Я изобразила скуку.
— А что насчет твоего кольца?
Он высосал из большого пальца остатки молока, поставив кружку передо мной. Свежие взбитые сливки и стружка мяты. Точно так, как мне нравилось.
Обращал ли он внимание?
Ромео сел напротив меня.
— Мое обручальное кольцо должно прибыть примерно в то же время.
Я услышала все, что хотела услышать. Почему я не была удовлетворена?
Была ли это роза, которая медленно умирала, прежде чем Ромео успел влюбиться в меня? Была ли я просто угрюмой? Гормональной? Тоскую по дому?

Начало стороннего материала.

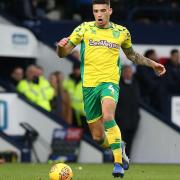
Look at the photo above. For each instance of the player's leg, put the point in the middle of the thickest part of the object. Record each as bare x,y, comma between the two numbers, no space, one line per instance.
92,106
109,98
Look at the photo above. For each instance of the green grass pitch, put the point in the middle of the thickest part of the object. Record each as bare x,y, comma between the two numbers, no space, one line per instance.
90,172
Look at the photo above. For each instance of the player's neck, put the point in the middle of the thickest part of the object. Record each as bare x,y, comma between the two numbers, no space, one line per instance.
104,26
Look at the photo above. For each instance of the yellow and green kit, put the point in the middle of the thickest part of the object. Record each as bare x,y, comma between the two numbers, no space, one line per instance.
100,61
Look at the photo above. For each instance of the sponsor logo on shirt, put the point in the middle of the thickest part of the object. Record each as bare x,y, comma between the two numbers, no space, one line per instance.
103,43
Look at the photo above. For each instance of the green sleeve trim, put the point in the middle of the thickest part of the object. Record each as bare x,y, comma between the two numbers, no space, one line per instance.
126,47
70,42
115,146
109,124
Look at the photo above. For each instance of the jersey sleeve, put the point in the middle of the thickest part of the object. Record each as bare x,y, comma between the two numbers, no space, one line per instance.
77,35
127,42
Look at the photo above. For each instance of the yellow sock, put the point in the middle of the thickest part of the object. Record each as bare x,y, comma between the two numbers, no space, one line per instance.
114,138
104,142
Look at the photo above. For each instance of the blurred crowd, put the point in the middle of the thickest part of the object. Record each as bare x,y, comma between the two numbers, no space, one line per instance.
147,11
56,94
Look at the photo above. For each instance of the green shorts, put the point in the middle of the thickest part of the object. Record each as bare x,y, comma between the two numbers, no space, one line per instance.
93,97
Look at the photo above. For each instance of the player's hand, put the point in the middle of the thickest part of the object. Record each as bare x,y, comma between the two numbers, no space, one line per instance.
159,69
63,42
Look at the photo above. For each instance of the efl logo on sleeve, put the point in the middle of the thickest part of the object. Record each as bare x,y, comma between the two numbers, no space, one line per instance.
3,115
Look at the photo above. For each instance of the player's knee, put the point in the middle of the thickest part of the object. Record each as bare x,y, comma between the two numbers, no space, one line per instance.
97,137
108,116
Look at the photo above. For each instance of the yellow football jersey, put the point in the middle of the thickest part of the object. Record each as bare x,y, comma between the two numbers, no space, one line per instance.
100,60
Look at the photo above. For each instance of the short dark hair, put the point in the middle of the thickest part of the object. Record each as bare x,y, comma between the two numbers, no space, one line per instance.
101,2
173,51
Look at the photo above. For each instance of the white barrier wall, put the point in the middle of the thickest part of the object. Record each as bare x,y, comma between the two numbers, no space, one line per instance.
17,42
19,111
155,142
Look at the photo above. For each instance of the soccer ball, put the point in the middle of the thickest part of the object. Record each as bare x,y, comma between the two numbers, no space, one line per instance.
60,171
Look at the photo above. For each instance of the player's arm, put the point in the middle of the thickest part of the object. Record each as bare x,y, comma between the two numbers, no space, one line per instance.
64,47
140,59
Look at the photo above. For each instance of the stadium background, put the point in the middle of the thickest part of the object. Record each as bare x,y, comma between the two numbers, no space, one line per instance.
29,30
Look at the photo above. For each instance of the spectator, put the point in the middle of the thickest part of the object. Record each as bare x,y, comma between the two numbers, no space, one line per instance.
38,93
73,85
16,75
61,104
127,111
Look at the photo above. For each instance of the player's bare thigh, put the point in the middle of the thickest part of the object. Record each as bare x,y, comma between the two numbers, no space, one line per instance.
108,109
97,129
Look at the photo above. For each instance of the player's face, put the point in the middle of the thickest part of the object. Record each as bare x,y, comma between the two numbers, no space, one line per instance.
102,13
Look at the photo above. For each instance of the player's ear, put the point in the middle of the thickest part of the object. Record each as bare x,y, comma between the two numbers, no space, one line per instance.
110,11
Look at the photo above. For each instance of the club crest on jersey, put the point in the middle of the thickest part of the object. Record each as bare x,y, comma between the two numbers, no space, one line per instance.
116,34
93,31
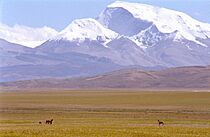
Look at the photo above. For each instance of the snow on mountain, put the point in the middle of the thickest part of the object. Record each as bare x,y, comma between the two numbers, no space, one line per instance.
88,28
166,20
30,37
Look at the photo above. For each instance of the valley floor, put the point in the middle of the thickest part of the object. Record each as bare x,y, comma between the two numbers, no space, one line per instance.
105,113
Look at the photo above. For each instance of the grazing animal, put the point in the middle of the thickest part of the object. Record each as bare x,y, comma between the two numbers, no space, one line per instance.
49,121
160,123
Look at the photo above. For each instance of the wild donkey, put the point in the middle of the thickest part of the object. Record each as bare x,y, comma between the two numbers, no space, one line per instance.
160,123
49,121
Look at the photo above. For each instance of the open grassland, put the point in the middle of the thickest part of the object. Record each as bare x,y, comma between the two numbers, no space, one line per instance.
105,114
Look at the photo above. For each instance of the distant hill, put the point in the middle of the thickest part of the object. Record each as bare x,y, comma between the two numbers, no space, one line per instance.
173,78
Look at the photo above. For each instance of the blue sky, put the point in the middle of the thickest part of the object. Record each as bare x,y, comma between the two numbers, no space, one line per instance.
59,13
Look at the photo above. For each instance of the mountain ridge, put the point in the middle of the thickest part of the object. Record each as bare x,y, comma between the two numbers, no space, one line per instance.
120,37
196,77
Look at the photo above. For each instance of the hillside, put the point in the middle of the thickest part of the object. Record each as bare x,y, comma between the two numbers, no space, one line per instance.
179,78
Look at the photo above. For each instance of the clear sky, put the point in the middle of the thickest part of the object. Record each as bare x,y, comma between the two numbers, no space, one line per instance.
59,13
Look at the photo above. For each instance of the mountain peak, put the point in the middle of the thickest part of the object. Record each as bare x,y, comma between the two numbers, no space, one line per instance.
166,20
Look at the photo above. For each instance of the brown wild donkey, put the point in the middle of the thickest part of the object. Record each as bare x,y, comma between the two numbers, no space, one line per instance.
49,121
160,123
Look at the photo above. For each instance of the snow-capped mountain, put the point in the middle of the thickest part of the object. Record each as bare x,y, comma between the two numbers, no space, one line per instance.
167,21
82,29
123,35
30,37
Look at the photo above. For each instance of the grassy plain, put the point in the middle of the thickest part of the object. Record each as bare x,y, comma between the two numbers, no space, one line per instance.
104,114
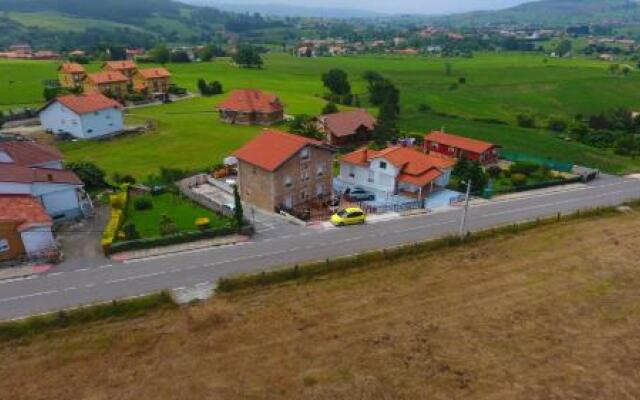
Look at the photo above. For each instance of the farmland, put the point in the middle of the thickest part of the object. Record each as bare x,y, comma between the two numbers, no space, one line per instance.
538,315
498,86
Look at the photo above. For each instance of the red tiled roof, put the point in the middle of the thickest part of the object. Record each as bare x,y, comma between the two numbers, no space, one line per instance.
87,102
71,68
107,77
29,154
19,174
154,73
273,148
460,142
251,100
346,123
120,65
415,167
25,210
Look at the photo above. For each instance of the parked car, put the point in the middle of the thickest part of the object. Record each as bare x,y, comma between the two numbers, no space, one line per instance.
359,194
349,216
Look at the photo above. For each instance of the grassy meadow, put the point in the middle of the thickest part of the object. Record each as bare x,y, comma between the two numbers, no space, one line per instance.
499,86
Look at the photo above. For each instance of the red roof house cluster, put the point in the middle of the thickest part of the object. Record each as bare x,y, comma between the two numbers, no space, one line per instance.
455,146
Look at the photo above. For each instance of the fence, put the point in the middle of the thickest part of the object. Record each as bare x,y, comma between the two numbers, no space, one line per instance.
562,166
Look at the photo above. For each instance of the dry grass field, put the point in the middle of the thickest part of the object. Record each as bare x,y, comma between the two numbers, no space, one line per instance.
553,313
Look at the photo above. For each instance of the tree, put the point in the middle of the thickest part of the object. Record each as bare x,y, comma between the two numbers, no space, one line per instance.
160,54
248,56
337,82
238,212
330,108
305,125
90,174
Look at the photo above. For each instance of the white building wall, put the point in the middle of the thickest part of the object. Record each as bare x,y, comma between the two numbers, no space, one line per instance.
59,119
37,240
101,123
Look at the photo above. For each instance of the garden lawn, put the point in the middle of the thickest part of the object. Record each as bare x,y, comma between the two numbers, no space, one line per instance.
182,211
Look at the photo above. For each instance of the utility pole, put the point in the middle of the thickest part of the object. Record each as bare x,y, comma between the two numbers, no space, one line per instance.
466,209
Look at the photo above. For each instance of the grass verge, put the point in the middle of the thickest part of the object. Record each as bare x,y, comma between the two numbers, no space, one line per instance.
117,309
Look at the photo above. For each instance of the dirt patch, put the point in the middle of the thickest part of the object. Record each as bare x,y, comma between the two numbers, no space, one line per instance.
551,314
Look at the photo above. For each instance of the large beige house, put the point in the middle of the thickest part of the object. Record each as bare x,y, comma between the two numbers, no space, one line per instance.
285,171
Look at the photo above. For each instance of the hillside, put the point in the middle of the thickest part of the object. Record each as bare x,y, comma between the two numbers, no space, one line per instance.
79,23
552,13
534,316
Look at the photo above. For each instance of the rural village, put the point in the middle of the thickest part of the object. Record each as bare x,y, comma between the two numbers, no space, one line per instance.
217,201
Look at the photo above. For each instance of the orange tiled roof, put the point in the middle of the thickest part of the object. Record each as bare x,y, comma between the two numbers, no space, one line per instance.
273,148
25,210
154,73
346,123
251,100
415,167
120,65
71,68
29,154
19,174
460,142
107,77
87,102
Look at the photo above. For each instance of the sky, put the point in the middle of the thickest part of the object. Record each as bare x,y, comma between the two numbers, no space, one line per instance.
396,6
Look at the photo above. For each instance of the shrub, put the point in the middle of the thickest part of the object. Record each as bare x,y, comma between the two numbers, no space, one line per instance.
167,226
526,121
518,179
557,125
203,223
143,203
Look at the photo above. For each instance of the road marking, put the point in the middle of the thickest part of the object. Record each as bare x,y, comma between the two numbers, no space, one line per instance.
26,296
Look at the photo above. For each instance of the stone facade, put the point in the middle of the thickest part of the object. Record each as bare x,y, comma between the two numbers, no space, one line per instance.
305,176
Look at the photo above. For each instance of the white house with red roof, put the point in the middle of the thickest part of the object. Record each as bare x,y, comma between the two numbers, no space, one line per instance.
32,169
395,171
455,146
25,228
87,116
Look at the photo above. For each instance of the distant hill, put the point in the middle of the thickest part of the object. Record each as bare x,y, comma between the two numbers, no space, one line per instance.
87,23
287,10
551,13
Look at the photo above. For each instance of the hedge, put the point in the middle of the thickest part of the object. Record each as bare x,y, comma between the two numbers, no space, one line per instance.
128,308
177,238
310,270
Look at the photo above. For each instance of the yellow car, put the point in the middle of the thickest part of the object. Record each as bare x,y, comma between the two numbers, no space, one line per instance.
349,216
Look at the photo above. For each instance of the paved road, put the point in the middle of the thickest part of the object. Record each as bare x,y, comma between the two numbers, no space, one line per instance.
71,287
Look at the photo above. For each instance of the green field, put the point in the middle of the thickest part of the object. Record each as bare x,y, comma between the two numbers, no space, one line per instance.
499,86
183,213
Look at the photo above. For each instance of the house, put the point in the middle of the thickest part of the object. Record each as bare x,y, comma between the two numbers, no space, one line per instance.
282,170
126,67
455,146
71,75
395,171
36,170
25,228
251,107
348,128
87,116
152,81
108,83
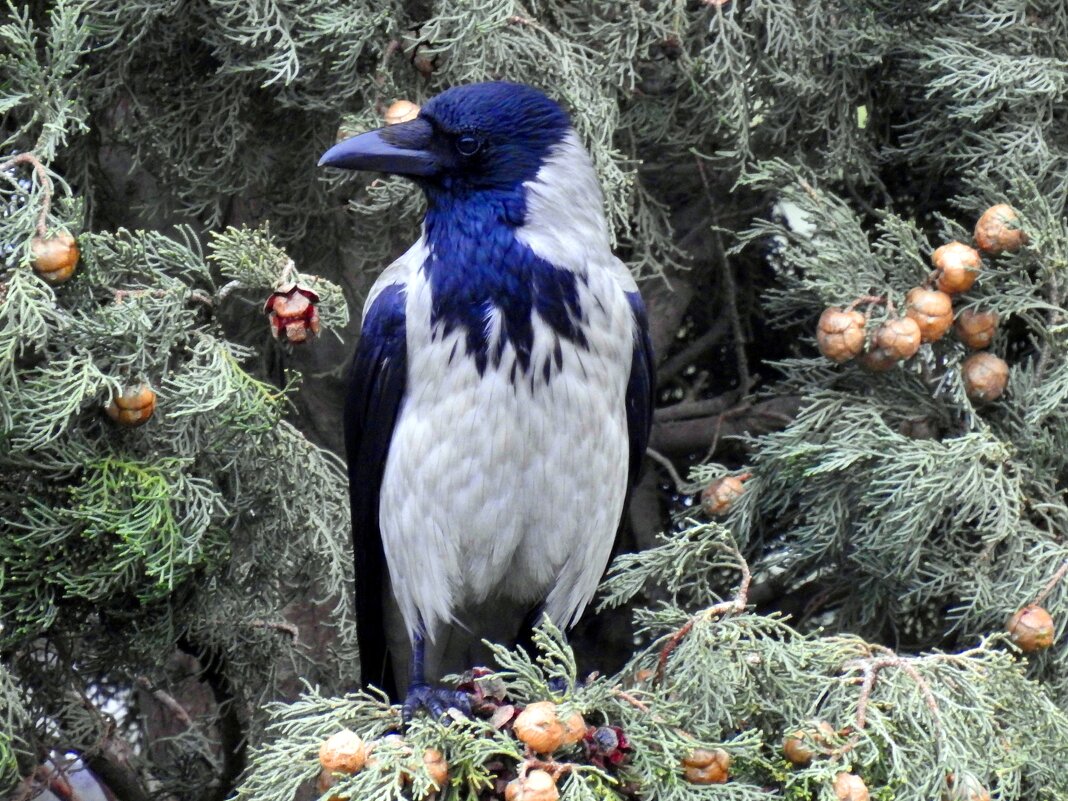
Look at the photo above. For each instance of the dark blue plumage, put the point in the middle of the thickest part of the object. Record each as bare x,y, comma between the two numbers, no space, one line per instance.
501,392
377,380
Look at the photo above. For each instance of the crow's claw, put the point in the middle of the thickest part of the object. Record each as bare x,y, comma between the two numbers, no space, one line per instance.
435,700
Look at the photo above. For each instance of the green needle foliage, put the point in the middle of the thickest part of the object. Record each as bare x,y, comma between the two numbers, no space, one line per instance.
766,158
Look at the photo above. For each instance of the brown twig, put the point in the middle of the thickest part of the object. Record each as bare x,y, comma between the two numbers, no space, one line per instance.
168,701
46,185
735,606
288,628
870,669
1045,593
695,408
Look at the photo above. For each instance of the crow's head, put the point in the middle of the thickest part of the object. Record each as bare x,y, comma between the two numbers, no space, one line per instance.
478,137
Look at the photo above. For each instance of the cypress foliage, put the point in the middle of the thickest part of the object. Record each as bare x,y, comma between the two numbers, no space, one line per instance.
763,160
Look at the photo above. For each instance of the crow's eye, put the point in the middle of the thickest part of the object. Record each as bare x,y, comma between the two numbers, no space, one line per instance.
468,144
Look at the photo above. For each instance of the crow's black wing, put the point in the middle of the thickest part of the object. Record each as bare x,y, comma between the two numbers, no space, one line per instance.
376,390
640,389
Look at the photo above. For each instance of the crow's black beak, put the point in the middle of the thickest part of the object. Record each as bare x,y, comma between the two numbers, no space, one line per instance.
404,148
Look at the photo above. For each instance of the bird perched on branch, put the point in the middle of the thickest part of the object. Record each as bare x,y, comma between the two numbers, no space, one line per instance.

Я покрутила чайную ложку в горячем шоколаде, сосредоточившись на нем.
— Печеньао?
Мои глаза заблестели.
— Да?
Он нахмурился.
— Почему ты выглядишь такой угрюмой?
Потому что ты все еще ничего не чувствуешь ко мне. Ты просто принимаешь меня как свою. Как принимают нового коллегу или соседа. Кто-то случайный, кто вошел в твою жизнь и остался здесь навсегда.
Я попыталась проглотить свое разочарование, но не смогла.
Мысль о том, чтобы лечь с ним в постель сегодня вечером, разделить с ним свое тело, не поделившись ни единой мыслью, преследовала меня.
Я сделала знак между нами.
— Потому что это не реально.
— Уточни.
— Это. Мы, — я вздохнула, отодвигая от себя какао. Все было серьезно, когда я не была в настроении для чего-то сладкого. — Мы так много делим вместе, и в то же время ничего. Ты не знаешь меня. Не совсем. Ты даже не попытался узнать обо мне больше. Ты открылся мне, и за это я тебе благодарна. Но ты ничего обо мне не знаешь. Никаких заманчивых деталей, которые сделали бы меня более привлекательной в твоих глазах. Ты не знаешь, какой у меня любимый цвет. Моя любимая еда. О чем я мечтаю...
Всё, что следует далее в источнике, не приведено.